Officer Benjamin Kopsa was the prosecution's first witness in Dennard's trial in Lancaster County District Court. Dennard, 23, faces a felony charge of third-degree assault on an officer and two misdemeanors in the April 21, 2012, incident. If convicted of all three charges, Dennard, who plays now for the New England Patriots, faces a maximum jail term of seven years, plus up to $12,000 in fines.
Kopsa said Dennard tried to elude him after he rushed up to arrest him. Dennard backed away and said "I'm good, I'm good. I'm going home." Kopsa said he told Dennard four or five times he was under arrest and to put his arms behind his back. Three times, he grabbed Dennard's right arm to try to cuff him. On the first two tries, Dennard pulled his arm away. On the third try, Dennard used both hands to swat Kopsa's hands away.
"I realized I had my hands full and there was nobody else with me." Kopsa said he yelled for another officer to help him before turning back to Dennard and grabbing his left arm. Dennard pulled his arm away and hit the officer in his jaw with a right hook, he said.
"Did it hurt?" asked prosecutor Matt Acton.
"Yes," replied Kopsa.
"On a scale of one to 10, it felt like an eight," he said.
Kopsa said he wasn't expecting to get hit and it took him a half second to realize what had happened. He was trying to decide what to do next when another officer tackled Dennard to the ground.
At the time, Kopsa was part of a four-officer bicycle team who helped monitor the 2 a.m. bar closing scene in Lincoln, when hundreds of mostly college-age people swarm out of the downtown bars.
"Most of them have been partaking (of) alcohol," he said. "We see a lot of disturbances and fights, people falling over drunk, people urinating in public, people vomiting. A lot of people need us there to prevent something from happening or to take them into protective custody."
He said the goal is to maintain order.
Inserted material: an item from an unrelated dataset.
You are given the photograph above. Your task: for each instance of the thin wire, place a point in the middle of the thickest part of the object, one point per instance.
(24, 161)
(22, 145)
Officers will arrest people when necessary, but they would rather issue citations and release people.
Kopsa said he recognized Dennard as a former Husker and also knew that he was about to go through the NFL draft.
Although he had previously seen the football player around Lincoln's downtown bars, Kopsa said he'd never met Dennard before, never had any problems with him and had no reason to target him.
Kopsa estimated Dennard at 5-feet-10, 225 pounds and muscular, while he stands just under 6 feet and weighs 195.
Acton asked Kopsa to describe what Dennard's punch felt like.
"Like a very hard object hitting me in the jaw," he said.